The tourist said to the guide: “I congratulate you because your city is full of temples. You can see that the citizens love God very much.” “They may love God very much, but you have no idea how much they hate each other,” the guide replied with a wry smile.
God is back in the public arenaIn many ways: from former “pagan” singers who release Christian songs, or albums with a religious nature, and supplications to the powers of heaven that seem to interfere in political life; Everything from heavenly powers to Francis’ missionaries.
This supplication to God makes us wonder, What god are we talking about? This use of religion for the benefit of a group, and often, to the detriment of many, has already occurred over the centuries. Pascal said that “God created man in his own image and likeness and paid him with the same coin.” The Frenchman was not lost. The claim that God is on our side often has significant contradictions.. For example, mentioning “the powers of heaven” and then despising immigrants or the poor as lazy, criminals, and “schemers”; Or also, in the name of some progressive doctrine, cancel out or overpower (literally) those who advocate another idea.

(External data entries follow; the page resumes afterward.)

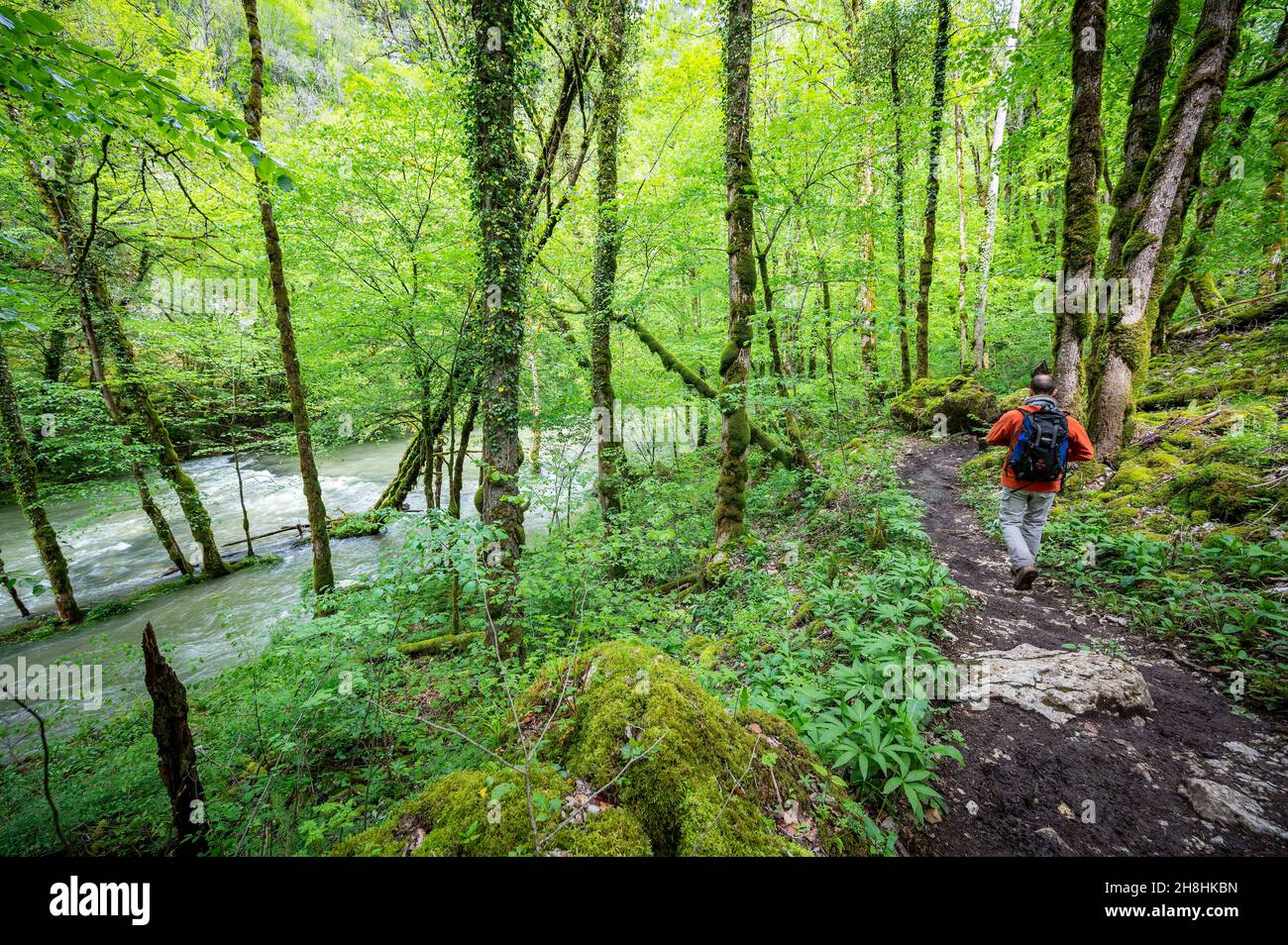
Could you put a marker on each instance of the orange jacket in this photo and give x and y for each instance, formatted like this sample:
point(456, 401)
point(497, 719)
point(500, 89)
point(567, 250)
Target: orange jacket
point(1006, 430)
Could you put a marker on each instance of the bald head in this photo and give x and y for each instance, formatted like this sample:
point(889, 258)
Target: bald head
point(1042, 385)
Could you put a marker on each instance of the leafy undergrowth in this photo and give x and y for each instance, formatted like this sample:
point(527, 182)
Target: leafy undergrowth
point(331, 729)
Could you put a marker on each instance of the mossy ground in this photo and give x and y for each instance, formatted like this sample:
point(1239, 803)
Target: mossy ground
point(961, 402)
point(1184, 533)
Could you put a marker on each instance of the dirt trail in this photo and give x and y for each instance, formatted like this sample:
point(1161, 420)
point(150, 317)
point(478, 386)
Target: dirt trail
point(1024, 776)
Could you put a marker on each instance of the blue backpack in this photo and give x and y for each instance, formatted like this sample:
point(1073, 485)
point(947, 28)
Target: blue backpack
point(1039, 451)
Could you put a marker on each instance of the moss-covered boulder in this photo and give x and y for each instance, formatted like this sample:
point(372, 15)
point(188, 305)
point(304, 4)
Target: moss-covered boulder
point(635, 759)
point(965, 404)
point(485, 812)
point(709, 783)
point(1225, 492)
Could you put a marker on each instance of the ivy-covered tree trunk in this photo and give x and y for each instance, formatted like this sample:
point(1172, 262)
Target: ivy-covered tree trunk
point(1076, 295)
point(995, 180)
point(604, 278)
point(927, 248)
point(964, 358)
point(497, 42)
point(1199, 93)
point(323, 576)
point(22, 469)
point(901, 252)
point(735, 358)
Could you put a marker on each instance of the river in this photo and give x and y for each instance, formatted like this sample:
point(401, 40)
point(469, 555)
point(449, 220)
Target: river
point(114, 553)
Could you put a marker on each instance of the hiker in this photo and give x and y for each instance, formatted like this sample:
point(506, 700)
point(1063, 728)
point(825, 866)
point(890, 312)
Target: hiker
point(1041, 441)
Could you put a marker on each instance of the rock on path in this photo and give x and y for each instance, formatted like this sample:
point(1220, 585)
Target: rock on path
point(1078, 752)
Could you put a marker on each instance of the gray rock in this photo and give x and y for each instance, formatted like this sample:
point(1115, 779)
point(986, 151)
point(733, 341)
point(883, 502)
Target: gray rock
point(1220, 803)
point(1056, 841)
point(1057, 683)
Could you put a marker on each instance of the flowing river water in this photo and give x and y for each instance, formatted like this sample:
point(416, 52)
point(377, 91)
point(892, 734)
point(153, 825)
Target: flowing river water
point(207, 626)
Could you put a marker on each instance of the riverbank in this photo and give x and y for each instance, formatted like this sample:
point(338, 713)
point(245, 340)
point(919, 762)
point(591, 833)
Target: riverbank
point(330, 727)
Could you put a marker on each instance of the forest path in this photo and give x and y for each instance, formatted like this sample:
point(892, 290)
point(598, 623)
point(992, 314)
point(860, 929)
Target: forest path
point(1028, 781)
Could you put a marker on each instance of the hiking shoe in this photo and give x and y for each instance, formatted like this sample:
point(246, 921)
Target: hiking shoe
point(1024, 577)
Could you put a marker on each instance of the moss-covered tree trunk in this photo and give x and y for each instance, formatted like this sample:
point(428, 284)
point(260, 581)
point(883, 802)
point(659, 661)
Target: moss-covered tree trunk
point(12, 587)
point(22, 469)
point(458, 473)
point(964, 358)
point(167, 459)
point(1144, 120)
point(739, 201)
point(1126, 351)
point(176, 752)
point(1273, 205)
point(1190, 271)
point(995, 180)
point(1076, 295)
point(901, 252)
point(497, 175)
point(925, 270)
point(60, 209)
point(604, 277)
point(323, 576)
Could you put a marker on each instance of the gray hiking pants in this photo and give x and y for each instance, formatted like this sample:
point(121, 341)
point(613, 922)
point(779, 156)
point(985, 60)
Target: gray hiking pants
point(1022, 516)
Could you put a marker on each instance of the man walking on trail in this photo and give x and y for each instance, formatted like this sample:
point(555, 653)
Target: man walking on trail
point(1041, 439)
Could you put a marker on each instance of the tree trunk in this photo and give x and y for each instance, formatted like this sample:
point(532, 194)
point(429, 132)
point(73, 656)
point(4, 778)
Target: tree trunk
point(927, 248)
point(604, 278)
point(11, 584)
point(776, 361)
point(497, 168)
point(1142, 121)
point(24, 472)
point(1273, 206)
point(176, 755)
point(964, 352)
point(995, 179)
point(1076, 295)
point(323, 577)
point(91, 292)
point(454, 502)
point(739, 201)
point(1189, 270)
point(900, 215)
point(1127, 335)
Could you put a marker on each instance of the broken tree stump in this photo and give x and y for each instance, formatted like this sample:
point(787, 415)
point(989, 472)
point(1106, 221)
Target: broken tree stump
point(176, 756)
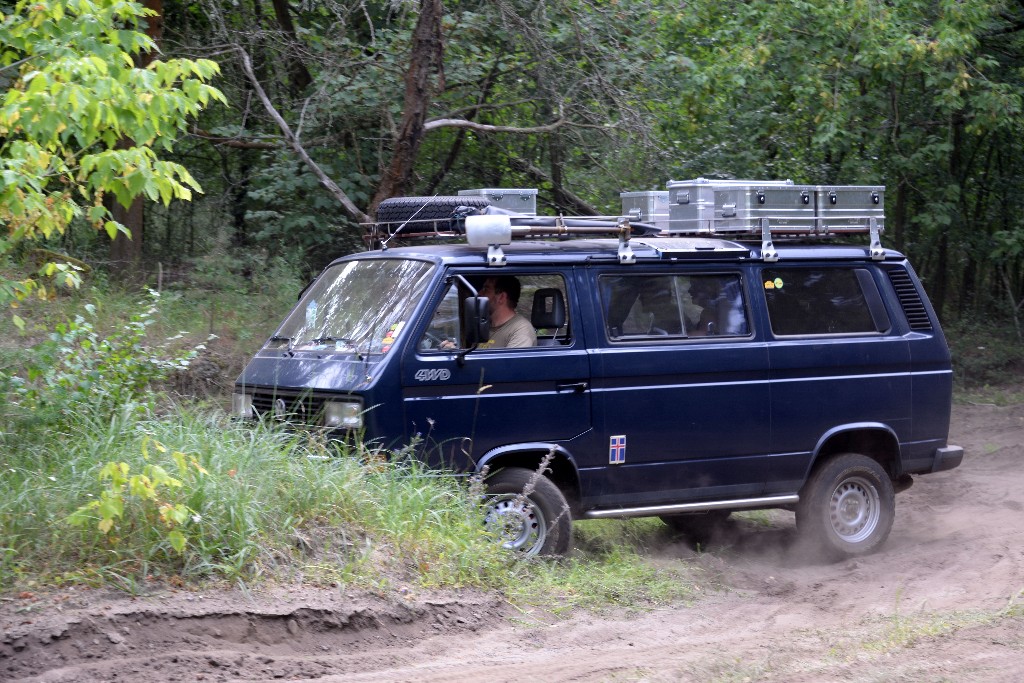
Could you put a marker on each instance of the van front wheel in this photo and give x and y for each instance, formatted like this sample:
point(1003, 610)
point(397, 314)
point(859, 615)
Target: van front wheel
point(527, 513)
point(847, 507)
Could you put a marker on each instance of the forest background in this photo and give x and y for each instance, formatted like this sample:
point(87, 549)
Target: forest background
point(331, 107)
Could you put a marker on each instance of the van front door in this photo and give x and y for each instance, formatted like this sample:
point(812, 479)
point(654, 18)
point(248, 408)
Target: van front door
point(536, 393)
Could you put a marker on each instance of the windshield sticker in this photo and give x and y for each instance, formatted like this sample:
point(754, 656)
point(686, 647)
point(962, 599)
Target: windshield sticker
point(391, 334)
point(616, 450)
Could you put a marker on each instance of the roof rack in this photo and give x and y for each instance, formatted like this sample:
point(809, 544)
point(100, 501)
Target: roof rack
point(737, 210)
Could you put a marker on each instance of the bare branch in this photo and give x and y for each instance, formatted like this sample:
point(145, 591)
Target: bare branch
point(486, 128)
point(294, 143)
point(237, 142)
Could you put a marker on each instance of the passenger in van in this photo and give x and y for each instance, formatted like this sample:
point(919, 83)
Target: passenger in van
point(508, 328)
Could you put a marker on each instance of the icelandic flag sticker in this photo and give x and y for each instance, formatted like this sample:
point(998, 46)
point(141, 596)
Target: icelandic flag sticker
point(616, 450)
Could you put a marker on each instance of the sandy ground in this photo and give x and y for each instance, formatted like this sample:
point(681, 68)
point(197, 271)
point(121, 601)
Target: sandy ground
point(942, 601)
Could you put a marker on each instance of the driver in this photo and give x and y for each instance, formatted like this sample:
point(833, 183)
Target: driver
point(508, 328)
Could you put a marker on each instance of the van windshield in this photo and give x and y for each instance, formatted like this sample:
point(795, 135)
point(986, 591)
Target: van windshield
point(356, 306)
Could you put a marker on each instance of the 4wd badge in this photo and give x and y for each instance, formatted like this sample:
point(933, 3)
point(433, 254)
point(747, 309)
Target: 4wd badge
point(441, 375)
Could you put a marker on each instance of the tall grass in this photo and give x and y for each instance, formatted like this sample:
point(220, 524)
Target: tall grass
point(260, 502)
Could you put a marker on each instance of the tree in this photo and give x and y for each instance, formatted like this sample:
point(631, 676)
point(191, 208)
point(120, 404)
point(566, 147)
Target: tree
point(74, 94)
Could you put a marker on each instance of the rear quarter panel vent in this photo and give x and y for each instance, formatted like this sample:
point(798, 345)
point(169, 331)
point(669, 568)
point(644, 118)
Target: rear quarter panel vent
point(909, 300)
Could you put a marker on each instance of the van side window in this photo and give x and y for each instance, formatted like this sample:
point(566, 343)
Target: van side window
point(542, 301)
point(823, 301)
point(682, 306)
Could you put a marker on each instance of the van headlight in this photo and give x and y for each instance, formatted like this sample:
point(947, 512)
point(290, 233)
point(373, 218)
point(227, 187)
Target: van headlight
point(242, 404)
point(343, 414)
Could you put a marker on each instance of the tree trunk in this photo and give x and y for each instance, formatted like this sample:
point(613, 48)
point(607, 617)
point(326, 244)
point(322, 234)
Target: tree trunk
point(126, 252)
point(425, 59)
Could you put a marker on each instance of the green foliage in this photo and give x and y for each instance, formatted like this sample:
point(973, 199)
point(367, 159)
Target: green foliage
point(152, 491)
point(81, 369)
point(80, 120)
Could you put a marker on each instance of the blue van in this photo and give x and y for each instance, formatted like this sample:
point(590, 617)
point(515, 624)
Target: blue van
point(677, 377)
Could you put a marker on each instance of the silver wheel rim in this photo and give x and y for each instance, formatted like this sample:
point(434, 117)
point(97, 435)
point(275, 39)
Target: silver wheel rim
point(854, 509)
point(517, 522)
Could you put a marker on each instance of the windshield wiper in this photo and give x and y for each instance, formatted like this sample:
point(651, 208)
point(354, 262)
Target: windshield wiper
point(278, 340)
point(333, 340)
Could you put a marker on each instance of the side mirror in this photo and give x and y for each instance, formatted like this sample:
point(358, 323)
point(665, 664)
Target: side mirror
point(477, 321)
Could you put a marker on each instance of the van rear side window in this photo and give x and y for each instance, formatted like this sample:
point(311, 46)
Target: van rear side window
point(823, 301)
point(654, 306)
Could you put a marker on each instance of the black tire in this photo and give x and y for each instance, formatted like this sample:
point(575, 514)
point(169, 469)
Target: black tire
point(424, 214)
point(538, 522)
point(847, 507)
point(697, 526)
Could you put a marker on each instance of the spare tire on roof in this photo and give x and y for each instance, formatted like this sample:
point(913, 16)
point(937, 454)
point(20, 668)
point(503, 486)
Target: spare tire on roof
point(424, 214)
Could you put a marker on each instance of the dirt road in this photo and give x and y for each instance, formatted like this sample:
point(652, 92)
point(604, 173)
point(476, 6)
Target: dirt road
point(941, 601)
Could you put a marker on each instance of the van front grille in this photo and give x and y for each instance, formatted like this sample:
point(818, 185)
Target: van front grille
point(289, 406)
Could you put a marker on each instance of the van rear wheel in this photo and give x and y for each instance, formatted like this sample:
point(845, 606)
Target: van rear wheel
point(847, 507)
point(527, 513)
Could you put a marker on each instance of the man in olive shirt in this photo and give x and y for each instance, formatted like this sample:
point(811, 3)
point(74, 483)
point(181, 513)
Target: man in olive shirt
point(508, 328)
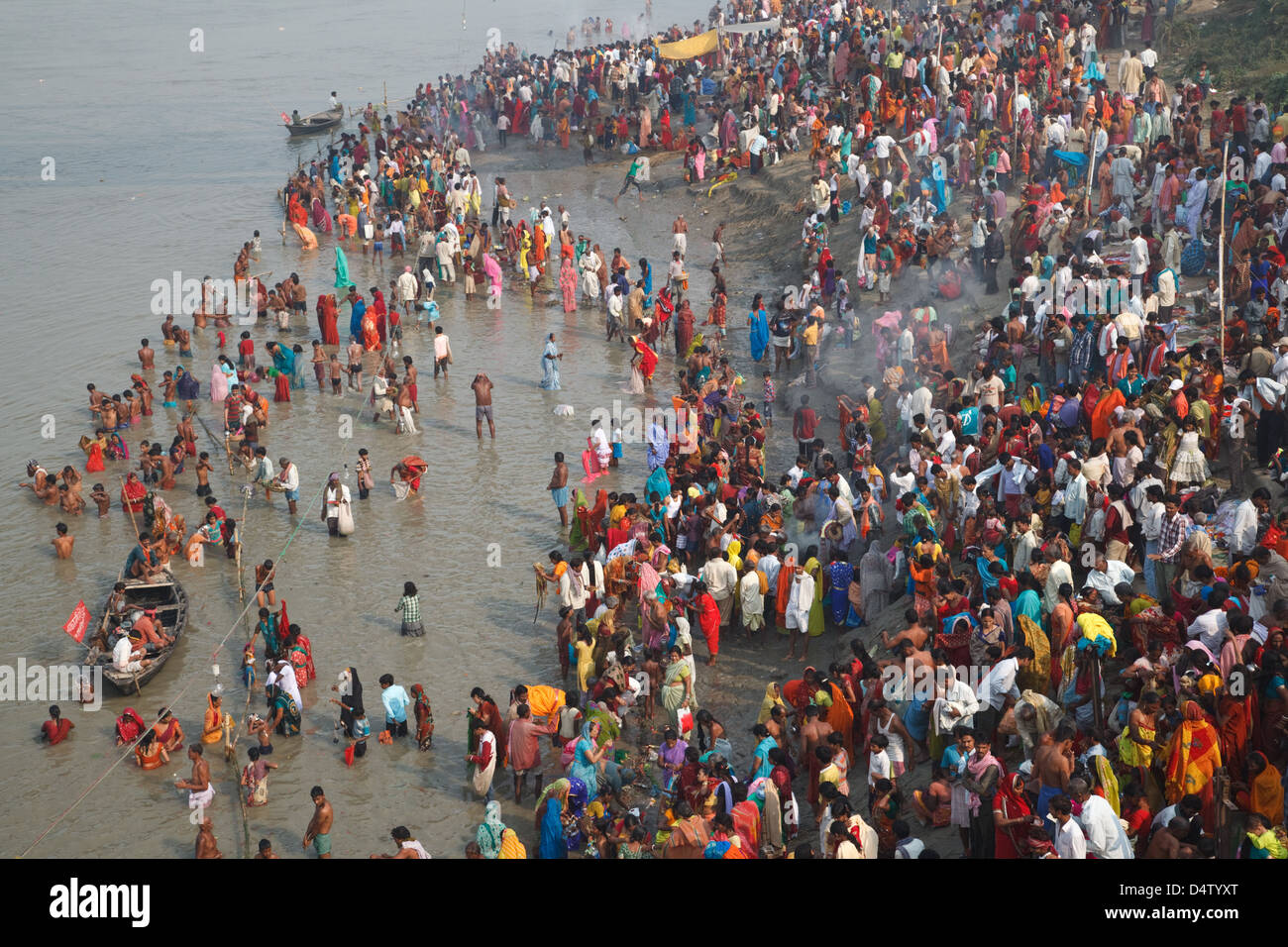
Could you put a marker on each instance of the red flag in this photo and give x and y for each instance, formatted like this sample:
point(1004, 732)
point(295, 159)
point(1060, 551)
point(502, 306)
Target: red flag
point(78, 622)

It is known that all theology is political, meaning that every talk about God has political consequences. You don’t have to be innocent. It’s another matter. Theologian John Sobrino wrote that one of the great problems in Latin America is not atheism, but the idols that Christians made Christ live by. We churches risk making God an idol, an image that we can manipulate at will. This is idolatry. In the face of a mysterious God who does not allow us to be manipulated, we construct a God to benefit our faith or political intentions. Ancient and modern history provides many examples.
The basic characteristic of what is associated with God is love. The truth that best manifests itself is love, especially tenderness towards the suffering, the weak, the hungry, the thirsty, the sick and the migrant. Simone Weil has stated that she “knows whether someone believes in God not by the way he talks about God but by the way he talks about his fellow human beings.” Christ said it directly: “It is not he who calls me Lord that will enter the kingdom, but those who do the will of my Father.” And I saw what I saw, Mentioning God can be shameful (and scandalous) if specific actions and choices generate hatred, cruelty, and invalidation.
In the end, in the face of all this rhetorical smoke about God, perhaps we will find that God’s best friends are not those who proclaim Him to the four winds, but those who silently and anonymously, often without any religion, help the poor, visit the sick, defend the pensioners, welcome immigrants… those who, in the words of Borges – in “The Just” – “save the world without knowing it.”